In our latest paper "Indirection Stream Semantic Register Architecture for Efficient Sparse-Dense Linear Algebra" we present an efficient dot product, CsrMV and CsrMM kernels with our Snitch. Single-core FPU utilizations up to 80% and speedups up to 7.2x https://t.co/cd29g0Zezy pic.twitter.com/X1wHecSj8j
— PULP Platform (@pulp_platform) November 17, 2020
10. DORB: Dynamically Optimizing Multiple Rewards with Bandits
Ramakanth Pasunuru, Han Guo, Mohit Bansal
Policy gradients-based reinforcement learning has proven to be a promising approach for directly optimizing non-differentiable evaluation metrics for language generation tasks. However, optimizing for a specific metric reward leads to improvements in mostly that metric only, suggesting that the model is gaming the formulation of that metric in a particular way without often achieving real qualitative improvements. Hence, it is more beneficial to make the model optimize multiple diverse metric rewards jointly.
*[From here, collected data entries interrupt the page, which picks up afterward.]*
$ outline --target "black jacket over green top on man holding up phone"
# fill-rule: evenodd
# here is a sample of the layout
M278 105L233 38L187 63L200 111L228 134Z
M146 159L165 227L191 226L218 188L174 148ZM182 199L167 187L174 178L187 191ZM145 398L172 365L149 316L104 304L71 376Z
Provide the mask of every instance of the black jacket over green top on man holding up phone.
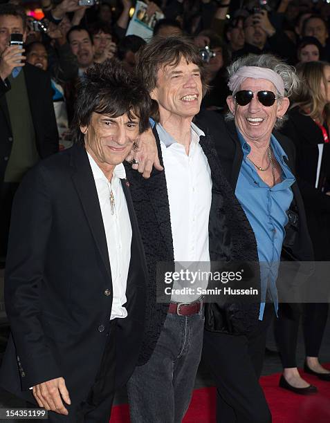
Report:
M26 89L28 91L28 101L35 127L35 137L37 151L40 158L46 158L58 151L58 133L53 107L53 91L51 89L51 79L48 74L41 69L30 64L26 64L22 71L26 79ZM8 158L12 149L12 127L6 102L6 92L10 90L10 82L6 79L6 84L0 78L0 181L6 171ZM17 104L19 113L20 104Z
While appealing, this is challenging because one needs to manually decide the importance and scaling weights of these metric rewards. Further, it is important to consider using a dynamic combination and curriculum of metric rewards that flexibly changes over time. Considering the above aspects, in our work, we automate the optimization of multiple metric rewards simultaneously via a multi-armed bandit approach (DORB), where at each round, the bandit chooses which metric reward to optimize next, based on expected arm gains. We use the Exp3 algorithm for bandits and formulate two approaches for bandit rewards: (1) Single Multi-reward Bandit (SM-Bandit); (2) Hierarchical Multi-reward Bandit (HM-Bandit). We empirically show the effectiveness of our approaches via various automatic metrics and human evaluation on two important NLG tasks: question generation and data-to-text generation, including on an unseen-test transfer setup. Finally, we present interpretable analyses of the learned bandit curriculum over the optimized rewards.